Written by: Nimra Khan
Posted on: December 06, 2018 | | 中文
Social critique through religious and historical iconography and symbolism, has always been an integral aspect of Laila Rahman’s art practice. But in her latest body of work at Koel Gallery, “Meem Mashriq, Meem Maghrib,” her usual figurative imagery has been replaced with a more abstract approach, and themes of feminism give way to broader concerns about the state of the world. She quotes Iqbal to define the crux of this series of works, “The East is in ruin, and the West in even greater ruin. The whole world is dead and without the urge to seek and search.”
The dark roughness of her surfaces and colour palette for these works reflect a sense of hopelessness with the world, where in every direction, both literal and figurative, a certain sense of chaos and doom is perceived. With East and West in an eternal state of turmoil, it seems none has been able to emerge the victor. Each criticizes the other, yet both struggle with unique, but at the same time familiar problems, while a disconnect with humanity has eroded our being at a very fundamental level. Even as the works, through forbidding and gritty motifs, hint at literal violence, it seems it is these more abstract understandings of spiritual death and destruction that Rahman wishes to allude to.
These very dichotomous notions of Mashriq (East) and Maghrib (West) are united through the Urdu letter Meem (ﻡ), the beginning of both words, which is repeated and explored in various mediums, forms and styles throughout the works. This goes deeper than mere script, and seems to unite civilizations across time, excavating their origins to reveal one source from which springs all of mankind. The work “Shuru Yahan Se” (Beginning from Here) can also be interpreted as a depiction of the moment of conception on a cellular level, the interaction of the pomegranate and the meem within a circular void, acting as kind of a visual analogy.
With this idea in mind, even the use of the pomegranate, which the artist has previously used to symbolize the fruit of original sin which enticed and eventually condemned all of mankind, can also become a symbol of mankind’s doom here. The perfection of design and aesthetics that it encapsulates becomes an analogy, and its eventual decaying form further drives the fall from grace that mankind currently faces. On the other hand, the Urdu and Pushto scripts in some of the works, reference Rahman’s own origins and childhood, and seek to resolve personal narratives, addressing a dual identity and the complexities of the divides across ethnic and geographic lines.
In certain works the meem is transformed into a 3D motif, its spiky tail jutting out of the paintings as a hostile symbol.
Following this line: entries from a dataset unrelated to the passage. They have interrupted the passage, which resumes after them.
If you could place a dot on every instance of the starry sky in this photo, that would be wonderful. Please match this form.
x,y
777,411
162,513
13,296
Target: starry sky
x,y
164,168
The spikes appear ordered, spiralling out in some of the works, while in others, such as the evocative, “Baatin-e-Aqs,” they take on a frenzied appearance like thorns, but in both cases they are meant to cause discomfort, and a sense of threat. The artist sees the rectangular form they take as a masculine symbol, while the circle is a feminine symbol to her. This is interesting, since in the work “Meem Mashriq, Meem Maghrib,” the circular red pomegranate seems to represent the East and the threatening black spikes, the West.
For all the differences between East and West, it is perhaps the inherent selfishness and entitlement that becomes the root cause of our current predicament. Titles like “Meem (?) = Main (Me)” seem to bring in this idea of the self being given preference, while faith in anything beyond disintegrates. While this notion is one of hopelessness and foreboding, the works have a certain sublime beauty bordering on spirituality, perhaps evoked by the circular forms and organic structures of nature, which cuts through the dark, gritty textures. Perhaps this beauty is meant to generate that faith and connection to something beyond the self, perhaps even to all of humanity through a contemplation of the meaning of life. There is a sense of calmness in works such as “Majma I (Crowd I)” and the Wahid (Oneness) series, for example, which counters the overall morbid themes and becomes the true strength of the work.